I looked at the midwife, her hair unraveled from the shared ordeal, her blood splashed uniform, her hands still working to retrieve the afterbirth.

I was on my back now, still contracting. Tom looked grayish, jaundiced even under the light. His eyes narrow and bloodshot, met my own.

He held the swaddled baby to his chest. I strained to see if I could make out the offending genitalia.

“We’ll get you cleaned up in just a moment,” the midwife said. I felt the warmth of bloodshed underneath me, grimaced at its wide reach and the sight of the placenta, as it was plopped into a kidney shaped receptacle and then onto the trolley.

“He looks like you, love,” Tom said. “Look he has a really big nose.” He did, and he had an ample head of hair too, almost too much for something so new. How could he have lived inside me for long enough to grow into what looked like a little old man?

The midwife was stiff from all the bending and rubbed the small of her back, checked her watch; recorded details of the event then summoned help for the clean up.

“There’s been a mistake.” I said. “Take him away. Return him to his mother and get me my girl back.”

The midwife stopped her bustle and furrowed her Irish brow.

“I can hear her crying, you need to hurry.” I added.

“Now look here,” she said, in the same tone she used at me when I was screaming.

“There are some mothers who lose their babies, or their babies are born very sick. You have a lovely healthy son. Now don’t be ungrateful.” And with pursed lips she took him from Tom, unraveled him and placed him on my stomach. He sunk into the now empty sack of flesh and moved his reptilian looking head as if rooting for food.

My sister Zoe arrived later that evening while I was breastfeeding the creature. I had taken to feeling quite sorry for the little mite, possibly due to the rush of hormones in the let down reflex. I hoped that the salmon pink room might help create a male sensitivity, that even thinking that he was a she for the last nine months would stave off any boisterousness, like that exhibited by his brother.

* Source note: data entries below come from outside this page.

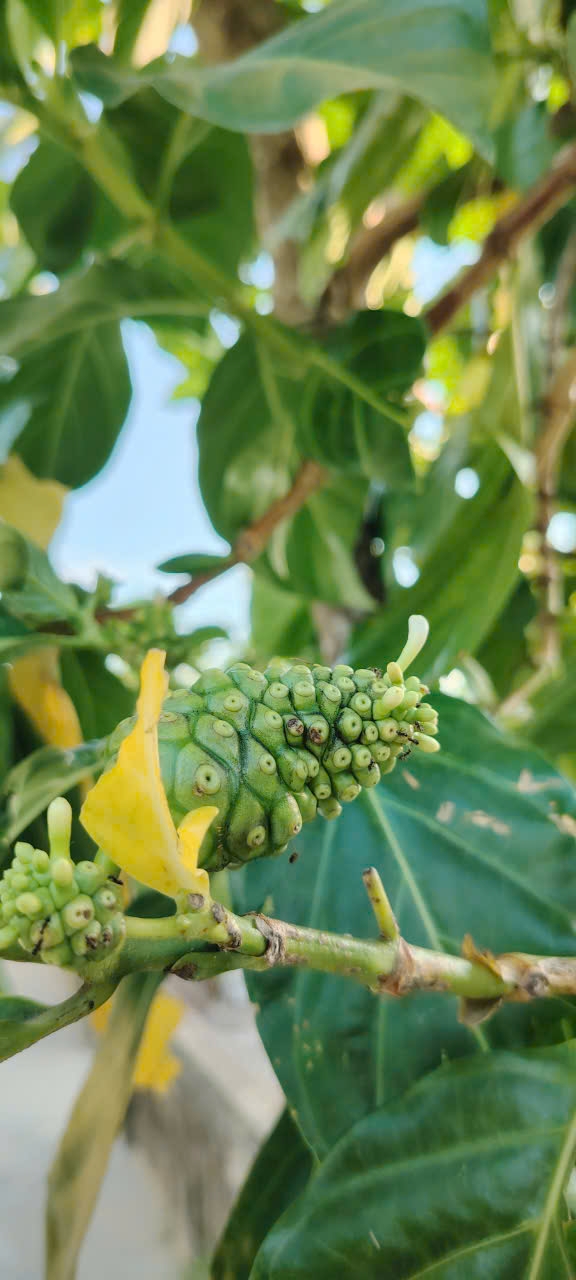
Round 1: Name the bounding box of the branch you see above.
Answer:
[499,348,576,717]
[426,146,576,333]
[193,0,310,325]
[117,867,576,1021]
[96,458,326,622]
[7,867,576,1061]
[316,191,429,325]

In fact I was so sure that I wanted to keep him, I’d even considered a few names.

“What do you think of Jeremiah or Jedekiah?” I started, and my sister screwed up her pert little nose as if there was a bad smell in the ward.

“What about Zedakiah or Zebadiah?” I asked, looking specifically at Zoe for moral support. “I want a name with a Z in it, like yours. It’s unusual.”

She and Tom both looked at me. Tom, knackered from all the holding and chasing and hours of anticipation, and Zoe, disbelieving, her head cocked to one side, staring at the back of the baby’s head, at all that hair, as if willing one of the names to fit.

“Zacharius?” I said.

“Yes,” Zoe shouted, as if she had won the pools. “Zach for short.” She shook my hand making it a deal that I couldn’t go back on.

Tom grabbed the baby-naming book from the birthing bag. He flicked to the last page. “Zacharius. The lord is renowned. Hebrew. Saccharin or sugar in Greek.”

“He’s sweet, it’s fitting.” Zoe said.

Even though Mum was still waiting for her granddaughter, she rather liked the Zach baby in the end, his acorn colored hair all feathered at the fringe, his sturdy build, placid nature, and his eyes that grew darker and more earnest as the weeks went by. Some days he wore the pink dungarees that I’d bought when I was pregnant. “Pretty baby,” I cooed at him.